Niwano Peace Foundation Holds Study Session on Outbreak of Mercury Poisoning in 1950s
The Niwano Peace Foundation held a study session April 26-28 on Minamata disease, which is caused by severe mercury poisoning. The session was held in Minamata City, Kumamoto Prefecture, where the disease broke out in the 1950s and was caused by eating seafood from polluted seawater. The session studied the city's involvement in restoration of the environment and in the present revitalization projects of local communities.

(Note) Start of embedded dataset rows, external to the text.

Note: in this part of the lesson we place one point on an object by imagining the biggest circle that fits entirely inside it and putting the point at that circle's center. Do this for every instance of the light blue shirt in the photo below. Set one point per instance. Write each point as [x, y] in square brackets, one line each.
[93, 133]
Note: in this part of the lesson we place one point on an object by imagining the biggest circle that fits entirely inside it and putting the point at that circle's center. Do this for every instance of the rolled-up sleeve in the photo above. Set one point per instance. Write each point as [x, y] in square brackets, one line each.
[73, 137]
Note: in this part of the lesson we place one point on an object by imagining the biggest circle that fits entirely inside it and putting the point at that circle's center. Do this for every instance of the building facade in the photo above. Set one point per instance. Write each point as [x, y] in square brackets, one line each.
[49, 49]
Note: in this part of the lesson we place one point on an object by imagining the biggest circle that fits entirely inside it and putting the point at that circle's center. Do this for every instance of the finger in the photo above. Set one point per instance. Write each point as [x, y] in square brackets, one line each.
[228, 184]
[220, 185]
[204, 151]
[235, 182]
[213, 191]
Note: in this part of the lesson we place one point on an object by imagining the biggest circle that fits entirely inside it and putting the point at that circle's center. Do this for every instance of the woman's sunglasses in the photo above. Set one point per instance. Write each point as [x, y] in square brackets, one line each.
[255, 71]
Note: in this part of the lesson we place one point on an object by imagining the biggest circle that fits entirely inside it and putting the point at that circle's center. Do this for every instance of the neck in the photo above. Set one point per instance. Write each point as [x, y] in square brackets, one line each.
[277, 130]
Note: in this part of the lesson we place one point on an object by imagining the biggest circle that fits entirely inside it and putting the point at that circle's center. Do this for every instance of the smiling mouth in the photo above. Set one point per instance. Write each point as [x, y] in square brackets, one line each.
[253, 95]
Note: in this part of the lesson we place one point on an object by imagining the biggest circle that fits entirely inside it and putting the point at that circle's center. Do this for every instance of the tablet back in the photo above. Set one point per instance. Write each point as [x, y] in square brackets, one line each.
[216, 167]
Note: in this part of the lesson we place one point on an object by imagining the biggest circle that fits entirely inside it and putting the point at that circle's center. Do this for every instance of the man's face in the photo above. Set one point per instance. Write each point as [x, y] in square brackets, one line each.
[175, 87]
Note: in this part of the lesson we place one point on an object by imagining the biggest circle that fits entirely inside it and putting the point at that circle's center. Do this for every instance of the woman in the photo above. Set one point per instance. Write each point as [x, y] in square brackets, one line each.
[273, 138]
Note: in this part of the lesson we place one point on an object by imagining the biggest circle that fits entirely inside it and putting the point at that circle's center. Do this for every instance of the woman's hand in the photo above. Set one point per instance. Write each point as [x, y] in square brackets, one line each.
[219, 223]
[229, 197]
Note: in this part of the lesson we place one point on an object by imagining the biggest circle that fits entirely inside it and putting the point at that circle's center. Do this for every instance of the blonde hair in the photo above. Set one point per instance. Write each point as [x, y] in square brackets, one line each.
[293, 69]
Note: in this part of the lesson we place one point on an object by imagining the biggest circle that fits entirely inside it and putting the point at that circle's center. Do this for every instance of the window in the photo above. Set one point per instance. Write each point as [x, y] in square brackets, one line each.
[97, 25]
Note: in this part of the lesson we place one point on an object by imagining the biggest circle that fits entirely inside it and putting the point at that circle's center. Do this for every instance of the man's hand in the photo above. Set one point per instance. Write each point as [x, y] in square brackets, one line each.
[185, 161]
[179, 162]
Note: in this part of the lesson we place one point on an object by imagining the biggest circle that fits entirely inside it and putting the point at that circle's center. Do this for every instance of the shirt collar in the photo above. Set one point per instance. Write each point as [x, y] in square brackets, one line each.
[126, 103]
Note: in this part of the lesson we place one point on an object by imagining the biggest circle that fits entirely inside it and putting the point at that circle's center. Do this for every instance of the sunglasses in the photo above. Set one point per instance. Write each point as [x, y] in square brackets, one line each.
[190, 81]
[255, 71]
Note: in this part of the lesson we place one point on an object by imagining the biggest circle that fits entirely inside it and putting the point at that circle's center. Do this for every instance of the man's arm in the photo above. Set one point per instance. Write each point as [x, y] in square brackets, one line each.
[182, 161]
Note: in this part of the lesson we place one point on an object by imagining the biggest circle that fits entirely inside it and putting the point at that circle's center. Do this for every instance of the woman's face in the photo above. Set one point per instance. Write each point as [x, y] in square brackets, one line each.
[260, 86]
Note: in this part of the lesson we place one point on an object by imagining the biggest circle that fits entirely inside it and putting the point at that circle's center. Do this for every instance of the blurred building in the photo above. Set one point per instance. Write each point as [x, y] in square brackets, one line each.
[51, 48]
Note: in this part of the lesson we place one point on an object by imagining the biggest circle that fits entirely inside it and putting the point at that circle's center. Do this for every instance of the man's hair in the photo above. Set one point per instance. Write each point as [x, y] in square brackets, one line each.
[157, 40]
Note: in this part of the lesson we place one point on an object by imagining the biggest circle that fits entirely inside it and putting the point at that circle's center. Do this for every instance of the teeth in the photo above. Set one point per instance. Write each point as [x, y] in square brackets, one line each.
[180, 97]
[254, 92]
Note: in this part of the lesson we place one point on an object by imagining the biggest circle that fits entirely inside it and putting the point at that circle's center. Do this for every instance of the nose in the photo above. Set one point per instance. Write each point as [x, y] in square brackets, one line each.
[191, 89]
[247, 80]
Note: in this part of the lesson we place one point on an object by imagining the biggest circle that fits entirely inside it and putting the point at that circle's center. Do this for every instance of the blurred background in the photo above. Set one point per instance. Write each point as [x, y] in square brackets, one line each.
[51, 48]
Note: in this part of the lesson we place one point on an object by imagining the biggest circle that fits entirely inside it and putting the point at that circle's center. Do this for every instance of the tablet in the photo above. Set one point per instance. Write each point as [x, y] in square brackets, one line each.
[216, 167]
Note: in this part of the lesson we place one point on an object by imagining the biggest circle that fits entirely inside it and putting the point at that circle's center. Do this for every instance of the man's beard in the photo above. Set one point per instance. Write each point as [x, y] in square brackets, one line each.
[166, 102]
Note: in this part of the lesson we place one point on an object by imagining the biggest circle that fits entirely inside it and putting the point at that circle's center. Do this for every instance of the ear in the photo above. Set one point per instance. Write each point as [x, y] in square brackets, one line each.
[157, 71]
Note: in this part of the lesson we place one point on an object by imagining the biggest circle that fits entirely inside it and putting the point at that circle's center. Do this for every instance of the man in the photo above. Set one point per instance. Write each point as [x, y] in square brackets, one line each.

The 14 participants included Dr. Koichi Kawamoto, director of the Chuo Academic Research Institute, which is affiliated with Rissho Kosei-kai. They learned about the history of Minamata disease and the city's efforts to recover from pollution. Minamata disease is a neurological syndrome caused by a massive pollution of the sea by industrial waste water containing highly toxic methyl mercury. The city's active involvement in the protection of the environment and revitalization of local communities prompted the Japanese government to designate Minamata an Environmental Model City in 2008.
On April 26, at the city's Minamata Disease Center Soshisha, the participants heard a lecture by Mr. Masazumi Yoshii, a former mayor of the city, in which he reviewed the development of the disease and its effects on the lives of local residents, and the city's efforts to restore its natural environment and help residents rebuild their lives.
On April 27 the participants visited Kagumeishi, a mountainous district of the city, where they observed a community project to protect the environment and revitalize local culture. They visited the Mura Marugoto Seikatsu Hakubutsu-kan (Museum of a Whole Village's Way of Life). There they also heard a speech by a victim of Minamata disease, Ms. Yoko Araki.
On April 28, in a public hall in the city, they heard a lecture by Mr. Tetsuro Yoshimoto, an advocate of jimoto-gaku (local learning), a concept for revitalizing local communities through the rediscovery of their natural, cultural, and spiritual wealth. Mr. Yoshimoto emphasized the importance of learning about the local culture to revitalize communities.